This is his very purpose for coming to Jerusalem. He came to die. Jesus is the sacrifice for our sins that transforms us, and restores us to harmony with God, with others, with our world, and with ourselves. The drama of Palm Sunday leads to this sacrifice and this transformation.
Let’s look at a couple parts of this drama of Jesus coming to Jerusalem, and how they apply to our lives. How does Jesus come to us and to our world? What does he bring to us?
This leads us back to the bi-polar bears. They represent a huge range of feelings and emotions. Some religious people are afraid of a God with strong feelings and emotions. As an escape from this, they will say that part of what it means for God to be God, and for God to be far beyond our thought, is that God is beyond all human emotional connections.
But that is not the religion of the Bible. In the Bible, God is what he is, all the time, perfectly and completely. And God is full of feeling and emotion. God is love and compassion; perfectly, and completely, and all the time. God is full of peace and joy; perfectly and all the time.
But God is also passionate about goodness, or the lack thereof. God in his love and passion for goodness is outraged by sin, and evil, and suffering, wherever he finds it. God is outraged by injustice, and hypocrisy, wherever he finds it. And God even hates death: perfectly, and completely, and all the time.
Out of the abundance of what God is, and his wealth of feeling, he comes to us with the specifics of what we really need, and what our world requires, in our time and place.
Sometimes we don’t know what to expect from God, because we do not see clearly what we need, or what the world around us needs. And this can be confusing.
Actually this is not much different from what we are. It is a perfectly simple thing to tenderly hug a little child and then, ten seconds later, scream at the same child because that beloved child is about to pull down a pot of boiling water on his head.
What confuses us about God comes from our temptation to be one kind of person in the presence of certain people, and another kind of person with others: one kind of person in business, another kind of person at home, another kind of person with friends, and another kind of person at church.
The person we show ourselves to be, in any given situation may be a deception. There is, often, something untrue about us that makes having faith in God confusing. Can we trust the Lord to be what he is perfectly, and completely, all the time?
Jesus is God in the flesh. When God became human in Jesus, we see this amazing ability to suddenly change, before our eyes, from one depth of emotion to another, according to what is needed. But Jesus is really what he is all the time.
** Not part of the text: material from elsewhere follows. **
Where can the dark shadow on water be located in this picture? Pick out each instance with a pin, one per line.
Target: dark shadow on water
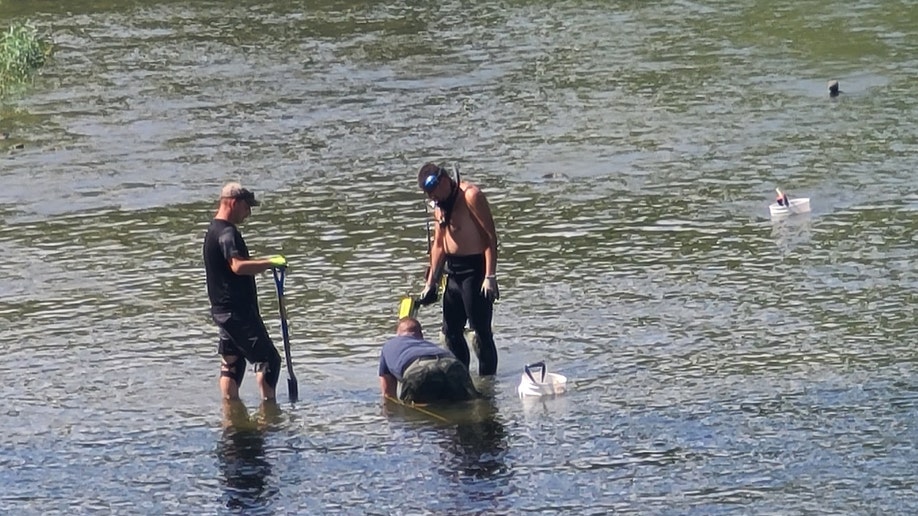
(241, 456)
(472, 432)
Everyone with Jesus was excited, and joyful, and afraid, as they came up over the last hill (the Mount of Olives) that would bring them into sight of the Holy City. But, Jesus was calm, with the calm of being in control. He gave them something to plan, and a mission to carry out. “Go into that village and fetch me the donkey colt, for my mount.” His calm and control calmed them.
As they approached the walls and gates of the city, and the temple, so full of powerful enemies with their troops and guards, they took up a song, and that song put heart and backbone into them. Jesus surely sang along with them. He sang for joy with them.
But there were frowning people in the crowd who were dressed like leaders of the synagogues, and they looked like men who didn’t hear the word “no” gladly. “Jesus, stop these people from singing about you as their king!” “No! If these were silent, the stones would sing.”
In Jesus’ voice I hear two emotions at the same time: joy and indignation. This comes from being in the midst of happy people, and being faced with others who try to bring everyone down. Jesus stood in the defense of joy. And he stood against the killjoys.
And, then, the next thing you know, Jesus is weeping.
Jesus comes to Jerusalem to confront. Jesus comes to invite people to faith. Jesus comes to celebrate. Jesus comes to weep. Jesus comes to die; to offer himself on the cross.
Far too many of the people in Jerusalem did not want Jesus to give them what he thought they needed. But: what about you? Is there something the Lord needs to confront you about? You probably know that there is. Do you need him to invite you to faith, and openness? Do you need to be given a job to help Jesus do something (like the donkey mission)? Do you need to have joy, and sing with Jesus? Do you need Jesus to weep over you, or with you? Do you need to know that Jesus came to die for you?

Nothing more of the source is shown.